Udon noodles (Japanese noodle) were made using the whole wheat flour for noodles of Example 8 (Test Example 5) or comparative whole wheat flour 3 (Comparative Test Example 7) as follows.
Thirty percent of the whole wheat flour and 70% of commercially available wheat flour for noodles (Kinsuzuran, from Nisshin Flour Milling Co., Ltd.) were mixed. A hundred parts of the mixed flour was mixed with 35 parts of water containing 3 parts of salt dissolved therein for 12 minutes to prepare a dough. The dough was sheeted through a pair of rolls set at a clearance of 3.6 mm, followed by resting in a plastic bag for 30 minutes at room temperature (about 20° C.). After the resting, the dough sheet was again passed between rolls into a dough sheet having a final thickness of about 2.5 mm, which was cut into strands by passage between No. 10 square-grooved cutting rolls to make Udon noodles.

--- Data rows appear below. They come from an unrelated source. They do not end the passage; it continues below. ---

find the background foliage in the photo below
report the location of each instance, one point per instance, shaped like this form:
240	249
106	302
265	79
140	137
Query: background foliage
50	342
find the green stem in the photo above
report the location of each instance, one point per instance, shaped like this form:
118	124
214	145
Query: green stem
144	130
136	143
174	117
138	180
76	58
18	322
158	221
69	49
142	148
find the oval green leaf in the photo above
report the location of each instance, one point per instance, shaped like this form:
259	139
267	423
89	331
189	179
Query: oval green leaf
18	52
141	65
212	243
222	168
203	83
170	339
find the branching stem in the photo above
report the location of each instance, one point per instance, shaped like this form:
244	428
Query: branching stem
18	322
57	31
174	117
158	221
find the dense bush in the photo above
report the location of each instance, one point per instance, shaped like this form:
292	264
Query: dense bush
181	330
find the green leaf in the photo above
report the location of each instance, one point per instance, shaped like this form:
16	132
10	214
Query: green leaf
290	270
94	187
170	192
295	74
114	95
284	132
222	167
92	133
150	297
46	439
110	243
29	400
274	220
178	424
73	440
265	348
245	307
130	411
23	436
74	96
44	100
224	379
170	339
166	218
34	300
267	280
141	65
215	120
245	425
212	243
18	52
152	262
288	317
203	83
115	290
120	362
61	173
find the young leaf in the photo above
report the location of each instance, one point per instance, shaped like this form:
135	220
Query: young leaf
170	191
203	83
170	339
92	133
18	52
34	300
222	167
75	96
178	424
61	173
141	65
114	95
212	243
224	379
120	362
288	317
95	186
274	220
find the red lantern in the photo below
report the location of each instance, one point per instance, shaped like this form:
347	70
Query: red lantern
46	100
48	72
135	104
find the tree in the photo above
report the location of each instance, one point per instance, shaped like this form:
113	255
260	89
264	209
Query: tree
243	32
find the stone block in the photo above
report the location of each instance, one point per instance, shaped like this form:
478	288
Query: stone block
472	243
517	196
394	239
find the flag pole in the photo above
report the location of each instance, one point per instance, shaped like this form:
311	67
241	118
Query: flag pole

The udon noodles were cooked in boiling water for 18 minutes, rinsed with cold water, and strained. The workability and the cooked udon noodles were scored by a panel of 10 members in accordance with the scoring system shown in Table 9 below. The results (averages of the scores by the panel) are shown in Table 8 below.
Chinese noodles were made using the whole wheat flour for noodles of Example 8 (Test Example 6) or comparative whole wheat flour 3 (Comparative Test Example 8) as follows.
Thirty percent of the whole wheat flour and 70% of commercially available wheat flour for Chinese noodles (Toku Number One, from Nisshin Flour Milling Co., Ltd.) were mixed. A hundred parts of the mixed flour was mixed with 35 parts of water containing 1 part of kansui (alkali salt blend, from Oriental Yeast Co., Ltd.) dissolved therein in a horizontal vacuum mixer under reduced pressure (−600 mmHg) for 10 minutes to prepare a dough. The dough was sheeted by passage between a pair of rolls set at a clearance of 3.2 mm, folded in half, and passed between rolls with the same clearance. This sheeting cycle was repeated twice (three times in total). The resulting dough sheet was allowed to rest in a plastic bag at room temperature (ca. 20° C.) for 30 minutes. After the resting, the dough sheet was further passed between rolls into a final thickness of about 1.4 mm and passed through No. 20 square-grooved cutting rolls to slit into strands.
The noodles were cooked in boiling water for 2 minutes, drained, and put into a bowl filled with hot soup. The workability and the cooked noodles were scored by a panel of 10 members in accordance with the same scoring system shown in Table 9. The results (averages of the scores by the panel) are shown in Table 10.